Aunque la regulación promete estabilidad, ya hay voces que anticipan lo contrario. El analista Arthur Hayes, CEO de BitMEX, anticipó un estallido de la burbuja de las stablecoins, señalando la "valorización desmedida de las acciones de las empresas emisoras" como un signo de "especulación desenfrenada". Moody"s, por su parte, advirtió que una pérdida de confianza o un evento regulatorio "puede detonar liquidaciones masivas de stablecoins, depreciar bonos del Tesoro y sacudir los mercados financieros globales".
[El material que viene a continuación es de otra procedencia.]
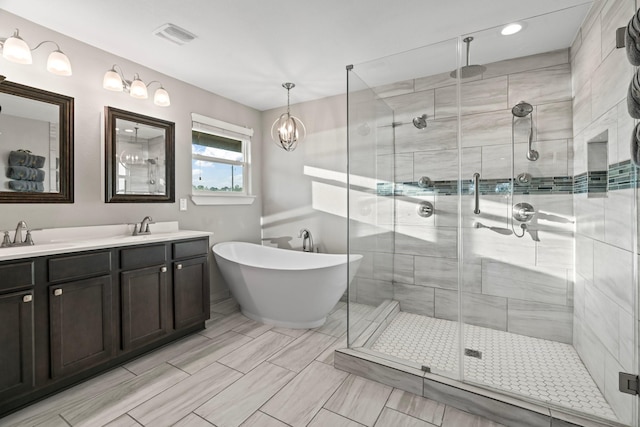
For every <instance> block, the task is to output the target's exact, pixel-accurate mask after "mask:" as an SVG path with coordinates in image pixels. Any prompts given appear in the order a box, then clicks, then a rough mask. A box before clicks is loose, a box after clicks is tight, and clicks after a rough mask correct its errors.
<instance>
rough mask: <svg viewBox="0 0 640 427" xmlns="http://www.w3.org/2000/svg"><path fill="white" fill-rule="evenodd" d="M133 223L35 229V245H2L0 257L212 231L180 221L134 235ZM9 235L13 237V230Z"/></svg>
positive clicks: (201, 234)
mask: <svg viewBox="0 0 640 427" xmlns="http://www.w3.org/2000/svg"><path fill="white" fill-rule="evenodd" d="M137 225H138V226H139V224H137ZM133 227H134V226H133V224H117V225H98V226H90V227H66V228H45V229H37V230H32V231H31V237H32V239H33V241H34V245H33V246H12V247H8V248H0V261H9V260H14V259H23V258H32V257H38V256H43V255H54V254H61V253H69V252H80V251H88V250H93V249H102V248H113V247H120V246H131V245H140V244H146V243H154V242H165V241H168V240H180V239H190V238H195V237H210V236H212V235H213V233H211V232H208V231H194V230H180V229H179V228H178V222H177V221H169V222H158V223H153V224H150V225H149V230H150V231H151V234H141V235H137V236H133V235H132V234H133ZM10 236H11V239H12V240H13V232H11V233H10ZM24 236H25V234H24V233H23V238H24ZM1 237H2V236H1V235H0V238H1Z"/></svg>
El mismo mecanismo que el Tesoro de EEUU quiere usar para captar capital podría convertirse en una fuente de inestabilidad sistémica. Cuanto más grande sea el mercado de stablecoins anclado a bonos públicos, más profunda será la eventual crisis si el dólar pierde legitimidad o si los mercados dudan de la capacidad de repago del Estado norteamericano.
Cripto y decadencia imperial
En el fondo, esta apuesta revela más sobre la fragilidad del sistema monetario global que sobre la solidez del universo cripto. Que el dólar tenga que reinventarse en forma de moneda virtual respaldada por deuda, y que ésta a su vez se ofrezca como refugio para inversores especulativos, es un síntoma de la decadencia estructural del sistema financiero imperial.
El bitcoin y otras criptos no lograron suplantar el papel del Estado en el control del dinero, pero sí han demostrado que el régimen monetario actual está lejos de ser estable. En lugar de una alternativa de libertad económica, las cripto reguladas se están convirtiendo en instrumentos de ajuste, especulación y disciplinamiento financiero. Trump las abraza no para liberar la economía, sino para financiar el déficit, mantener el gasto militar y contener el declive de la hegemonía estadounidense.
Lo que se presenta como "innovación monetaria" es, en realidad, una maniobra desesperada para sostener un régimen en crisis, atado a una deuda impagable, a guerras interminables y a una economía que ya no lidera el crecimiento global. Si las criptos nacieron como una promesa de emancipación frente al dinero estatal, su integración al Tesoro marca el fin de esa ilusión: el capital financiero las captura para seguir parasitando al mundo.